Les Restos du cœur veulent "que ce soit le moment le plus convivial possible, qu'on laisse un peu tous ses petits soucis derrière soi et que ce soit vraiment une parenthèse joyeuse et heureuse dans cette journée qui est un peu particulière" poursuit Frank Duval. "Il y a une bonne partie des denrées qui sont récupérées, qui nous sont offertes par différents grossistes, par des maisons de grande distribution. On ne peut pas tout récupérer parce que quand on fait entre 200 et 250 couverts, il faut quand même pouvoir anticiper et prévoir, donc il y a certaines choses que nous sommes contraints d'acheter. C'est différent pour les colis, parce qu'on fait beaucoup de colis aussi, et le colis c'est la fête à la maison, c'est maintenir la cellule familiale, parce que ce sont généralement des familles avec enfants. Donc, le souci est le même : pour les repas servis, il y a un des denrées qui sont achetée. Mais il y a une grande partie qui est récupérée, voire offerte spécialement pour ça. Les desserts, par exemple, cette année sont offerts par un ami qui a sa propre maison".

Adrien Argoud travaille surtout le poisson et un peu les huîtres. Il propose rarement des plats à emporter : "Je trouve que ma cuisine s'exporte mal. Je trouve que c'est compliqué de dresser un plat et qu'on le mange une heure après ou une demi-heure après, ce n'est plus la même chose. Je préfère donc ne pas le faire". 

"C'est le plus gros mois de l'année"

La période de fêtes, pour un restaurateur, "c'est vraiment vital. J'ai la chance d'être près de la place Sainte-Catherine, donc j'ai le marché de Noël. C'est le plus gros mois de l'année et ça permet de pouvoir combler les petits manques qu'on a après en janvier, février et mars, où c'est un petit peu plus calme. C'est une période où les gens veulent se faire plaisir, où les gens ont envie d'aller au restaurant et on le ressent, on le voit sur les additions. Les gens reprennent de plus en plus goût au restaurant, reprennent goût à la nourriture et à bien manger, ça redevient une base. Je pense que ça a été oublié pendant quelques années et maintenant les gens reviennent de plus en plus à ça", poursuit Adrien Argoud.

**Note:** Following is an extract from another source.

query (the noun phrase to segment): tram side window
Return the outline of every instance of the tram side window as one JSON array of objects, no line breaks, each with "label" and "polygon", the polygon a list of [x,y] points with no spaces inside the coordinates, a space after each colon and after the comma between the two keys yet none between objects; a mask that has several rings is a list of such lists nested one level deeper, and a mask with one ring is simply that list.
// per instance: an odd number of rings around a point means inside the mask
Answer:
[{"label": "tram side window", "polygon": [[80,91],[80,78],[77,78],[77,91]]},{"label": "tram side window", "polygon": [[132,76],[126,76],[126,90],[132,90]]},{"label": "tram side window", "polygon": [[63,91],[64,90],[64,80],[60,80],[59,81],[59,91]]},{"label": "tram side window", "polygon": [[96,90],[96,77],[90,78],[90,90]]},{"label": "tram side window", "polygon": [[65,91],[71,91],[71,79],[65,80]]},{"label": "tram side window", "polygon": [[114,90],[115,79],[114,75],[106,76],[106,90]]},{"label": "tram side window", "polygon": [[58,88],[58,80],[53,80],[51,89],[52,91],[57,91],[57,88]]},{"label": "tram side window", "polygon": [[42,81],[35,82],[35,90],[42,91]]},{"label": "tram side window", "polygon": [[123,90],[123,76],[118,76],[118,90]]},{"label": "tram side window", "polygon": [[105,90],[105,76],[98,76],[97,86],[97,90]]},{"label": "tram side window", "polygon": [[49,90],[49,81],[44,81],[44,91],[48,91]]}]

Pour les Restos du cœur, ce repas et l'accueil des personnes les plus démunies, "c'est vraiment tout à fait essentiel et il ne s'agit pas simplement d'alimenter, de nourrir les gens. Il faut que ce soit un moment de plaisir. Nous, on joue avec ce qu'on peut, on joue avec les épices, les aromates... Il faut que tout ça ait du goût et de la saveur, parce que c'est à ce prix-là qu'on va arriver à se détendre et à laisser pour un temps derrière soi les soucis du quotidien", insiste Frank Duval. "Le moment du repas est un moment un peu magique. On ne mange jamais aussi bien quand on est seul que quand on est en groupe, donc c'est vraiment très important. Le plaisir qu'on peut trouver dans l'assiette rejaillit sur la qualité des échanges qu'on peut avoir avec les autres convives".

"Il y a une grosse mise en place qui doit être faite, comme dans un restaurant classique, et une organisation pour que tout ça soit entouré de la fête, y compris le sapin par exemple. On a tous ces éléments à prendre en compte et à mettre en place" poursuit-il.

"Je ne travaille qu'avec des produits frais"

"Entre les clients qui finissent parfois un peu tard, puis les amis qui viennent et avec qui on boit un verre, ce sont des grosses journées. On commence assez tôt le matin, il y a beaucoup de mise en place. Après, j'ai la chance d'avoir une équipe qui est assez jeune et qui est assez dynamique, donc de ce fait-là, on est bien présent, on avance bien sur le travail, on arrive à bien quantifier notre tâche et notre quantité de travail" explique Adrien Argoud.

Pour lui, "c'est très important" de ne pas avoir trop de déchets : "Je ne travaille qu'avec des produits frais, donc je préfère refuser un client en lui disant : 'Je n'ai plus, j'ai été victime de mon succès', plutôt que de rentrer de la marchandise, en garder et devoir en mettre au congélateur ou devoir en jeter. Évidemment, il y a toujours un peu de perte, mais on essaie de récupérer. Quand on a des parures, on fait des potages. Il y a toujours moyen, on fait une petite mise en bouche, on fait une dégustation, on peut toujours trouver".

Une chose est commune à ces deux repas de Noël : la volonté de partage.